1. A mine microseismic monitoring method based on a large language model and LoRA, characterized in that, include: Acquire raw three-component microseismic waveform data collected from the mine; The original three-component microseismic waveform data is input into a multi-scale convolutional embedder. Multi-scale local features are extracted using convolutional kernels of different sizes, and the sequence length is compressed to obtain a compressed feature sequence. The compressed feature sequence is input into the potential patch module, and a short token sequence is generated by aggregating features from multiple consecutive time steps into a patch. The short token sequence is input into a pre-trained large language model block. The pre-trained large language model block adopts a low-rank adaptive fine-tuning strategy.

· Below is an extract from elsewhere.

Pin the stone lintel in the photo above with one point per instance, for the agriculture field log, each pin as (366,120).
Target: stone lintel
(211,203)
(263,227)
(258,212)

The original parameters of the pre-trained large language model block, except for the position embedding and layer normalization layer, are frozen, and a trainable low-rank decomposition matrix is ​​inserted into the self-attention layer and the feedforward network for processing to extract deep temporal features. The deep temporal features are input into a specific task output head to generate microseismic monitoring results, which include at least one of the following: P-wave first arrival probability sequence, S-wave first arrival probability sequence, epicentral distance estimate, and reverse azimuth estimate.

2. The method according to claim 1, wherein, The process of extracting multi-scale local features using convolutional kernels of different sizes and compressing the sequence length to obtain a compressed feature sequence includes: Perform a linear projection transformation on the input raw three-component microseismic waveform data; The projected data is input in parallel to multiple convolution branches with different kernel sizes. Each branch performs convolution operations, batch normalization, and activation function processing in sequence. The outputs of each branch are concatenated dimensionally, and the concatenated features are integrated by linear projection to obtain a compressed feature sequence.

3. The method according to claim 1, wherein, The process of aggregating features from multiple consecutive time steps into patches to generate short token sequences includes: The compressed feature sequence is reshaped into multiple patches, each patch containing features from multiple consecutive time steps; The features within each patch are aggregated to generate short token sequences.

4. The mine microseismic monitoring method based on large language model and LoRA according to claim 1, characterized in that, The pre-trained large language model block is a backbone network based on generative pre-trained Transformer, and the low-rank adaptive fine-tuning strategy includes: Freeze the original parameters of the pre-trained large language model block, except for the position embedding and layer normalization layers; Make the position embedding and layer normalization layer trainable; A trainable low-rank decomposition matrix is ​​inserted into the self-attention layer and the feedforward network, and the original weights are updated using the low-rank decomposition matrix.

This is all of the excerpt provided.